State ex rel. Jeep Corp. v. Industrial Commission

Per Curiam.

Jeep contends that the Hawkins, Hein and O’Connor reports are not “some evidence” supporting temporary total compensation from March 1, 1987 through August 19, 1987. Appellees counter that some evidence did exist, and that appellant cannot contest the award because appellant: (1) did not appeal the September 18, 1986 order extending temporary total compensation, and (2) was statutorily required to continue payments until compensation was terminated by the commission. Appellees’ arguments fail.

The September 18, 1986 commission decision awarded compensation from “date last paid through 9-29-86 and to continue upon the submission of supporting medical evidence.” Appellees maintain that Jeep, by not appealing this order, consented to pay temporary total compensation so long as claimant submitted “supporting medical evidence” of temporary total disability. Appellees’ statement, while correct, however, ignores the fact that medical evidence of maximum medical improvement is not “some evidence” of temporary total disability. Vulcan Materials Co. v. Indus. Comm. (1986), 25 Ohio St.3d 31, 25 OBR 26, 494 N.E.2d 1125.

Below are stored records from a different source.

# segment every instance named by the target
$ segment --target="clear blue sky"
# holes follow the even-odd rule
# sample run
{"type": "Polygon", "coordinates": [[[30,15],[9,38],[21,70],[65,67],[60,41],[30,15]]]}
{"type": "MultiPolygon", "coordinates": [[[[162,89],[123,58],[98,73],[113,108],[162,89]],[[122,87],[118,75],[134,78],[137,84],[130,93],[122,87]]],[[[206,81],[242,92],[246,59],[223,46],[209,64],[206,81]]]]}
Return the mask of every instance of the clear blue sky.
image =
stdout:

Where a statement of maximum medical improvement of an allowed condition is made by the claimant’s doctor, not only is that report not “some evidence” supporting continued temporary total compensation for that condition, it is justification for a self-insured employer to cease temporary total compensation without prior commission hearing. State ex rel. Jeep Corp. v. Indus. Comm. (1991), 62 Ohio St.3d 64, 577 N.E.2d 1095.

We must next determine whether the Hein, Hawkins or O’Connor reports are “some evidence” supporting temporary total disability compensation from March 1, 1987 through August 19, 1987. State ex rel. Burley v. Coil Packing, Inc. (1987), 31 Ohio St.3d 18, 31 OBR 70, 508 N.E.2d 936. Dr. Hein’s narrative clearly is not. Hein’s opinion is not probative over the period preceding his June 24, 1987 exam. It cannot, therefore, support temporary total compensation from March 1, 1987 through June 23, 1987. In contrast, while his opinion is relevant for the period June 24, 1987 through August 19, 1987, Dr. Hein stated that claimant had reached maximum recovery. As a result, his report cannot be considered “some evidence” of temporary total disability over this latter period.

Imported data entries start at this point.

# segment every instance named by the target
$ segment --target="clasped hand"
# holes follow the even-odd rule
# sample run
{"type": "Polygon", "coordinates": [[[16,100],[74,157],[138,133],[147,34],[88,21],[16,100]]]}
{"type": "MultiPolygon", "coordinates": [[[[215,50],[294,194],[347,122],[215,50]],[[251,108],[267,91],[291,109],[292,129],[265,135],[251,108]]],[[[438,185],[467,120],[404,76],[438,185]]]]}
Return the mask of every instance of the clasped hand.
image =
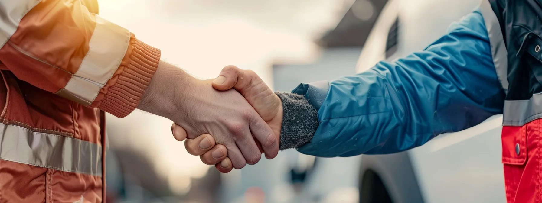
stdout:
{"type": "Polygon", "coordinates": [[[189,153],[223,173],[255,164],[263,152],[276,156],[282,103],[254,71],[227,66],[214,80],[199,82],[171,127],[177,140],[186,139],[189,153]]]}

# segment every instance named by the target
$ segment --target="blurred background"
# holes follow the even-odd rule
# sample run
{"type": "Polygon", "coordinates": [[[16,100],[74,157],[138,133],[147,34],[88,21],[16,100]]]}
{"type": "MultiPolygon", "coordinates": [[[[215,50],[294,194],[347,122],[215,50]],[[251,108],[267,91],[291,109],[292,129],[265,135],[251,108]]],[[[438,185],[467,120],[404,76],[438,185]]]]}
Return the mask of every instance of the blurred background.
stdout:
{"type": "MultiPolygon", "coordinates": [[[[479,1],[99,2],[101,16],[197,77],[235,65],[289,91],[421,50],[479,1]]],[[[404,153],[317,158],[291,149],[228,174],[189,154],[167,119],[141,112],[107,119],[108,202],[506,201],[502,116],[404,153]]]]}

Dr. Hawkins’ report is also not “some evidence” for two reasons. First, State ex rel. Zamora v. Indus. Comm. (1989), 45 Ohio St.3d 17, 543 N.E.2d 87, prohibits the commission from relying on a medical report that the *381commission had earlier found unpersuasive. In Zamora, the claimant simultaneously applied to have an additional psychiatric allowance and to have himself declared permanently totally disabled. The claimant was examined by various specialists, including Dr. Dennis W. Kogut, who stated that the claimant’s depression preceded his industrial injury and that the contribution of the industrial injury to the depression was minimal.

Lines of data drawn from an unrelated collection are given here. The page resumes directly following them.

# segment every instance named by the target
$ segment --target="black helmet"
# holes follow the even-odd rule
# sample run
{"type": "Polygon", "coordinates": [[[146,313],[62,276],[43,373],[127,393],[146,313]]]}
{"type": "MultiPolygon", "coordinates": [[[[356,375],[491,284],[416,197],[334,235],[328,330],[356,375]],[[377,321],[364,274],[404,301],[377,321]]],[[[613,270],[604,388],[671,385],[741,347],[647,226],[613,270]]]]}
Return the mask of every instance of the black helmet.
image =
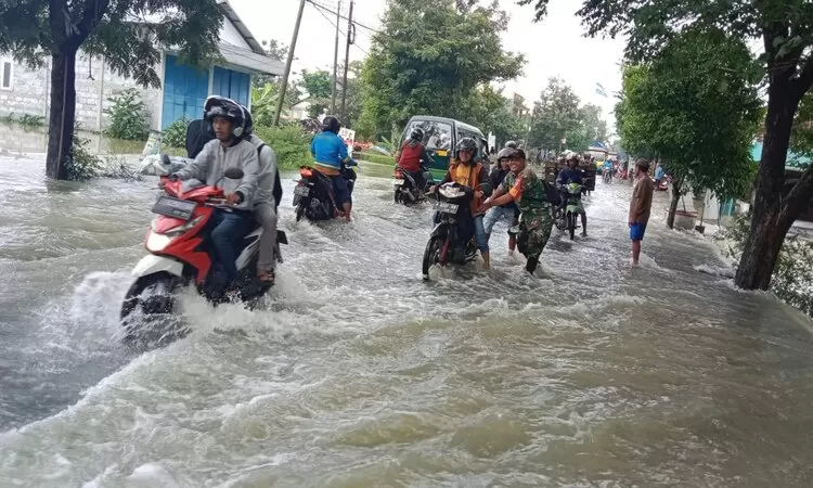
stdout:
{"type": "Polygon", "coordinates": [[[644,159],[643,157],[635,162],[635,166],[643,169],[644,171],[649,170],[649,162],[644,159]]]}
{"type": "Polygon", "coordinates": [[[241,108],[243,108],[243,116],[245,117],[245,126],[243,128],[243,136],[247,137],[254,133],[254,117],[251,117],[251,112],[248,110],[245,105],[240,105],[241,108]]]}
{"type": "MultiPolygon", "coordinates": [[[[470,151],[472,156],[477,154],[477,142],[472,138],[463,138],[457,142],[457,156],[460,157],[461,151],[470,151]]],[[[474,158],[472,159],[474,160],[474,158]]]]}
{"type": "Polygon", "coordinates": [[[209,97],[204,104],[206,120],[211,123],[215,117],[223,117],[232,124],[232,134],[243,136],[246,118],[243,107],[232,99],[225,97],[209,97]]]}
{"type": "Polygon", "coordinates": [[[505,159],[507,157],[511,157],[513,154],[514,154],[514,149],[512,149],[512,147],[503,147],[496,154],[496,160],[505,159]]]}
{"type": "Polygon", "coordinates": [[[341,123],[335,115],[328,115],[322,120],[322,130],[333,133],[338,133],[341,128],[341,123]]]}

The commission allowed the psychiatric condition and, in so doing, implicitly rejected Kogut’s report. However, ten months later, the commission denied the application for permanent total disability based partially on Dr. Kogut’s same narrative. The claimant challenged the commission’s subsequent reliance on that report, arguing that once rejected, the report was removed from evidentiary consideration. We agreed.

Comparable facts exist here. Jeep, in initially moving to terminate temporary total compensation in 1986, submitted Dr. Hawkins’ report as proof that claimant was not temporarily and totally disabled. In granting temporary total compensation, the commission inherently rejected, at a minimum, the doctor’s conclusion that claimant had attained maximum improvement. The commission then relied on that report in its August 20, 1987 order. Under Zamora, the rejection of that report is sufficient to remove that document from further evidentiary consideration.

Second, even if properly before the commission, Dr. Hawkins’ report concluded that claimant had reached maximum recovery. His report, therefore, did not substantiate a temporary total disability award.

The most controversial reports in this case are Dr. O’Connor’s, particularly his July 22, 1987 C-84 report. Prior to that report, the doctor had, on September 19, 1986 and March 12, 1987, stated that his patient had reached maximum medical improvement. On July 22, 1987, Dr. O’Connor extended claimant’s estimated return-to-work date to August, noting that claimant would “never attain complete recovery.” The appellate court found that this report constituted “some evidence” supporting temporary total compensation. We disagree. Dr. O’Connor’s July 22, 1987 impairment opinion is based in part on degenerative joint disease in both of claimant’s knees, which is not an allowed condition in this claim. As such, the report does not constitute “some evidence.”

In consideration of the above, we reverse the judgment of the court below.

Judgment reversed.

Moyer, C.J., Sweeney, Holmes and Wright, JJ., concur. *382Douglas and Resnick, JJ., dissent. H. Brown, J., not participating.